The school district argued that it had the right to establish attendance requirements for its magnet schools, and that magnet students must live in the county.
The court majority wrote that it wasn’t unsympathetic to the district’s assertion that non-resident children are displacing qualified resident children, but “we are constrained to interpret the unambiguous language” in the law. And the school board can’t unilaterally exclude children who are qualified to attend its schools, they wrote.
“If this interpretation is contrary to legislative intent, or if it does not promote the furtherance of education, we leave it to the legislature to amend the statute,” according to the majority opinion.
Justices Donald Beatty and Costa Pleicones wrote dissenting opinions, and both said the court historically has deferred to a local government’s control over the operations of its public schools.
They both said the court should continue that deference and give the Charleston school board the discretion to establish admissions criteria and decide where students should attend.
Both also said the General Assembly has explicitly given full authority to local boards to set attendance criteria.
McSwain wrote in an email to The Post and Courier that the ruling ensures that parents who can’t afford to move to a different school district no longer are forced to leave their children in bad or mediocre schools. The court recognized that all children, regardless of their socioeconomic circumstances, are entitled to the opportunity to attend the school of their choice, she wrote.
“Students who work hard and meet the acceptance criteria for South Carolina’s best schools should never be excluded from those schools due to illegal, exclusionary school board policies,” she wrote.
Scott Price, an attorney for the S.C. School Boards Association, said this might be an issue the association looks at and tries to address with lawmakers. This could end up limiting students’ choices rather than expanding them, he said.
“That’s problematic,” he said. “That takes us a step back from where we’re all wanting to head in providing more choices. It could have a chilling effect.”
Out-of-county students must own property; they can’t just pay tuition to enroll in magnet schools. The majority found that tuition can be imposed on non-resident children to reimburse the district for the educational costs not covered by the children’s property taxes.
The school board will charge tuition starting in 2013-14 to new out-of-county students who own property and attend Charleston schools. The amount will vary, but it’s roughly equivalent to the district’s average revenue per child — that was roughly $6,400 last year — minus the total of property taxes the student paid.
School officials said they didn’t know Wednesday how many out-of-county students were enrolled at Academic Magnet High. In the fall of 2011, there were seven.
Charleston school leaders had little to say about the ruling. They said they needed more time to read and understand the court’s opinion.

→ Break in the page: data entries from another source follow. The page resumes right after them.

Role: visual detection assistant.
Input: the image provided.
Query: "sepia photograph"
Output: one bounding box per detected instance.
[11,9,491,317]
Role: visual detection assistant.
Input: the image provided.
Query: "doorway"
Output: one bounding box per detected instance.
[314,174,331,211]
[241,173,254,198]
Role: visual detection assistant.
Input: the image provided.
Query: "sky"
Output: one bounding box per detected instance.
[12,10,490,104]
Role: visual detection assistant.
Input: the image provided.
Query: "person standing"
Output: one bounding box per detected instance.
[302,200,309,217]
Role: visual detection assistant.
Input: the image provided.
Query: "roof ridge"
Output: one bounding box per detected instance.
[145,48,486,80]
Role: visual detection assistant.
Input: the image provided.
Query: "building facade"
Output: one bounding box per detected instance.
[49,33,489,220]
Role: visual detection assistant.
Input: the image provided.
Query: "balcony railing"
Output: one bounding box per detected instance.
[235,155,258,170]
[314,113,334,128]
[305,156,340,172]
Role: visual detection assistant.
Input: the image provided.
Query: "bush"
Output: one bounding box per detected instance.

John Emerson, the district’s attorney, was in a daylong mediation hearing and declined to comment. Superintendent Nancy McGinley said Emerson hadn’t had time to read the ruling, which involves complicated issues, and she wanted to wait to comment until she fully understood its ramifications.
“This is going to be John’s top priority,” she said.
School Board Chairwoman Cindy Bohn Coats said it is premature to have any conversation about the future until she had a better handle on the ruling.
Coats said this case speaks volumes about the desirability of the county’s magnet schools, and its challenge is to ensure every school is as sought after and high-quality as Academic Magnet High.
“We need to take our won examples of success and duplicate it,” she said.